Under current projections, and including money set aside in last year's budget resolution, we can afford a significant Medicare prescription drug benefit. In fact, the preventative medical care provided by a prescription drug benefit will likely save money in the long run by cutting Medicare treatment costs. The cost of doing nothing is far higher than the cost of providing a meaningful prescription drug benefit under Medicare for all seniors.
This is another area where there is a significant difference between my opponent and myself. My opponent supports a program that gives large public subsidies to insurance companies and lets them decide who will be eligible for insurance, how much coverage they will get, and how much it will cost.
I don't think we should leave our seniors at the mercy of the insurance companies, which are more interested in making profits than in providing adequate drug coverage to seniors.
My opponent says that Medicare should only step in to provide coverage in a region if absolutely no insurance companies offer any coverage in that region. But that approach leaves seniors vulnerable to price gouging and other unscrupulous practices by insurers who are the sole provider of coverage in a region.5. Do you favor allowing American workers to invest a portion of their Social Security withholding in private investment accounts?
I oppose privatizing Social Security. I believe Social Security should be a guarantee, not a gamble. We should work together in a bipartisan manner to find ways to strengthen Social Security, not put it at risk by cutting the guaranteed benefit and putting retirement funds in the stock market or other private investments.
This is a significant area of difference between me and my opponent. Although he now says he would oppose privatization, he co-sponsored a bill while in Congress that diverted $3 trillion from the Social Security trust fund, cut the guaranteed benefit, and put those funds into private investments like the stock market. His bill was a good deal for the stock brokers and fund managers that would make commissions and fees off the investments, but it was a bad deal for the rest of us. Not surprisingly, the AARP and other watchdog groups opposed his bill.6. What is your position on farm subsidies?
I believe that we need to provide our farmers with a solid safety net to help them through tough times.
I voted for the new Farm Bill, signed into law by President Bush, which provides a strong counter-cyclical safety net for farmers while allowing farmers to make their own decisions about what and where to plant. The farm bill also makes new investments in conservation, and provides help for rural development.
During the Farm Bill debate, I lobbied the Republican and Democratic leaders in Congress to ensure that unfair payment limitations that would devastate Missouri's cotton and rice farmers were not imposed. I recently wrote to the Senate leaders to urge them to discourage efforts to revisit the payment limits issue during this year's appropriations process.7. In one paragraph, why should someone vote for you rather than your opponents?

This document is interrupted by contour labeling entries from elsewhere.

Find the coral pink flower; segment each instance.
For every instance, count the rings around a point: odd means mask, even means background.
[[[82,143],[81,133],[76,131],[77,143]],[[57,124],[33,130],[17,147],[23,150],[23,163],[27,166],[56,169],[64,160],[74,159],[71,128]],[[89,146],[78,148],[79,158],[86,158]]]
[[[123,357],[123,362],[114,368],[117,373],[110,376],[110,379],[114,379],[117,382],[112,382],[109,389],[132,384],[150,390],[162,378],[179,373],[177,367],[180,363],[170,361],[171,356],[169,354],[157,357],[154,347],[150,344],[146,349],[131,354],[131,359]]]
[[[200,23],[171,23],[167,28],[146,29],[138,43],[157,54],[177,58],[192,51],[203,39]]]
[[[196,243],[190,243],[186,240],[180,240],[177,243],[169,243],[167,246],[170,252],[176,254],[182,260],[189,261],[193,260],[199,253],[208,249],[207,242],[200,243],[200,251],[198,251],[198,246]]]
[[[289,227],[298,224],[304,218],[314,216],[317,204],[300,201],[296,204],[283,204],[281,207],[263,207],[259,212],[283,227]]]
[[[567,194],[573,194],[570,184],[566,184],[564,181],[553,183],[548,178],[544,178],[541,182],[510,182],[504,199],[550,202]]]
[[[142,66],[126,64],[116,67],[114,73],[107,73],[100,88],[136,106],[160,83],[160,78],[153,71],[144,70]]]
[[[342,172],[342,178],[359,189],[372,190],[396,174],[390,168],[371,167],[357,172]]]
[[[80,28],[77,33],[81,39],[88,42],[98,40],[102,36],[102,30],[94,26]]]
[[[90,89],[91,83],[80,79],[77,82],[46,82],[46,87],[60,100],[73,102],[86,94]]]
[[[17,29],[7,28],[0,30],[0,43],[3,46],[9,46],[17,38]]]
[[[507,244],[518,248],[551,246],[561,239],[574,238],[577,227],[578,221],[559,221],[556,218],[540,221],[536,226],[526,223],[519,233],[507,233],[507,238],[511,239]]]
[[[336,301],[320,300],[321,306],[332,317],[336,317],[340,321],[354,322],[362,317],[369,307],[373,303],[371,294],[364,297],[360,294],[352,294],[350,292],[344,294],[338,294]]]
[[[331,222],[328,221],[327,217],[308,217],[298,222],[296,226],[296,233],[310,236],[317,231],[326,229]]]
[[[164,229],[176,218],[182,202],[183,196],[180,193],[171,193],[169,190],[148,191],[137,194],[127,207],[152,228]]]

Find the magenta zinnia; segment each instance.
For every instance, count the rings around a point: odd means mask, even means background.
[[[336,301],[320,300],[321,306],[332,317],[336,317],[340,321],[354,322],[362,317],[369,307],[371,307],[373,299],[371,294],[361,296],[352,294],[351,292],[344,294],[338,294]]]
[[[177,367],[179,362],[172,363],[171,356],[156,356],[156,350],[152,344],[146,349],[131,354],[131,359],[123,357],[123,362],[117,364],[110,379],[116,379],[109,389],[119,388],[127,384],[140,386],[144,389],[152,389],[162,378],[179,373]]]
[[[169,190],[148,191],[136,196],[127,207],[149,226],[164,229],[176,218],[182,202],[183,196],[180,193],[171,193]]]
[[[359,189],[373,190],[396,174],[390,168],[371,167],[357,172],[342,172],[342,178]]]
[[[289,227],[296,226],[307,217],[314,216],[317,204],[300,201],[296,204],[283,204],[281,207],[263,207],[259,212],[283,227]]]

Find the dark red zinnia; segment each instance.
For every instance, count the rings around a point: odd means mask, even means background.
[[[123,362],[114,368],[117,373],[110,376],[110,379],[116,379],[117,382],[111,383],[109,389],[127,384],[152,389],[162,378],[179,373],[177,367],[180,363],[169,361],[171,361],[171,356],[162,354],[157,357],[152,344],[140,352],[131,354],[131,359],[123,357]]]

During my two years in the Senate, I have repeatedly demonstrated my commitment and ability to reach across party lines to do what is right for Missouri. As a member of the Senate's Centrist Coalition, I have worked to bring people together to find commonsense solutions to the challenges confronting us. I'm proud of the work I've done in the Senate, particularly in helping to pass legislation to improve our schools, improve corporate accountability, cut taxes for working families, reduce prescription drug prices, and strengthen our national defense. I will continue to be a voice and vote for the working families of Missouri.